Always go with the hot hand … unless generational talents like Matthew Stafford and Josh Allen are in the mix. Perhaps against my better judgment, I am favoring experience over momentum with my playoff predictions. The Bills and Rams are coasting, if not limping, into the postseason, while teams such as the Jaguars and Seahawks are red hot. But in the playoffs, the importance of quarterback play is amplified, and Stafford and Allen are capable of pulling off heroics under the brightest lights. This will be a taller order for Allen, with very few weapons around him, and his team facing off against what looks like a runaway train led by Trevor Lawrence in the wild-card round. He has the chips stacked against him, but it’s hard to rule out Allen—especially considering this could be his best shot at the Lombardi Trophy, with AFC rivals Patrick Mahomes, Lamar Jackson and Joe Burrow out of the playoffs. The Broncos aren’t the most convincing No. 1 seed, either, with Bo Nix putting together a string of inconsistent performances this season. Without an apparent giant to slay, is the path clear enough for Allen to carry this wanting Buffalo side over the line?

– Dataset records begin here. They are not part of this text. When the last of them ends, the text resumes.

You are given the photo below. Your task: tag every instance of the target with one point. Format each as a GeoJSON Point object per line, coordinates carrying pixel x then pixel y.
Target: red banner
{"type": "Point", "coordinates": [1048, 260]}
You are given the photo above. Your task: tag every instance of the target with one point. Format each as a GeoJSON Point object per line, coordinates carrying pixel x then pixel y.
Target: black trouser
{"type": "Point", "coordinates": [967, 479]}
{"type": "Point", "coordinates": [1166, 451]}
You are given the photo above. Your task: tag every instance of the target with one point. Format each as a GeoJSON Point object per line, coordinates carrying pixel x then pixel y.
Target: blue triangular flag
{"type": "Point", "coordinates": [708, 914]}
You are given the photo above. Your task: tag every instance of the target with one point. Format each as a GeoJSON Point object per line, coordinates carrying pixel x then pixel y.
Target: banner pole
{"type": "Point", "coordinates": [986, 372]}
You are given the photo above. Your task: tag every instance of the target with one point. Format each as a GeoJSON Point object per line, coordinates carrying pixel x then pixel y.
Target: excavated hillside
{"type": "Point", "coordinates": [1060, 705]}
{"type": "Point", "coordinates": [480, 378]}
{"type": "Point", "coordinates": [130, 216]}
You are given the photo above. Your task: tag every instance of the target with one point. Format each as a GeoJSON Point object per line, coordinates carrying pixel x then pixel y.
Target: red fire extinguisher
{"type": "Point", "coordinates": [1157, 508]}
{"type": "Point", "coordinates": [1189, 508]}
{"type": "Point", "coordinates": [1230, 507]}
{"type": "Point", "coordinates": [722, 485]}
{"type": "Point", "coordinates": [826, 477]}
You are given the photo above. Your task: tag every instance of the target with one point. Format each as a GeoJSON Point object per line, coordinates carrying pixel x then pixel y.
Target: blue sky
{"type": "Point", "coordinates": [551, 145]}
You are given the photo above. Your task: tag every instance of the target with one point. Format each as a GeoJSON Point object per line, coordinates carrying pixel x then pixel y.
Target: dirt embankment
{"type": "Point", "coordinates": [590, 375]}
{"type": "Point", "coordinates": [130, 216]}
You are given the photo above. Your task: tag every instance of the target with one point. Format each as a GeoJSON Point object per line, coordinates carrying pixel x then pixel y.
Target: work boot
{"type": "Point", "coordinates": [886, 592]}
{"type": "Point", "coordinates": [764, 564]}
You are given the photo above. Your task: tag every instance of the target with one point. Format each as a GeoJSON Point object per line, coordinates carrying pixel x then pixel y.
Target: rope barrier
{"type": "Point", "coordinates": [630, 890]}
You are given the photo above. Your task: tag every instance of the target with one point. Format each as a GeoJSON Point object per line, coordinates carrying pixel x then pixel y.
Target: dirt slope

For Stafford & Co., they will need to regain their rhythm on the fly. Los Angeles has looked less than convincing to end the regular season, losing two of its past three games. Some of that can be chalked up to injuries, and Sean McVay expects Davante Adams to return for the team’s wild-card matchup against the Panthers, which will certainly help matters. But even with key players returning, it’s not easy for a team to right the ship while under the pressure of the postseason. This is where Stafford’s experience and poise will be key. He and McVay have been here before. They’ve won a Super Bowl together and know what it takes to emerge victorious from the NFL postseason. The sheer talent on the Rams’ roster, combined with the team’s postseason know-how, should make them a scary playoff proposition. And—while vibes-based predictions are ill-advised—it just feels like Stafford’s year (again).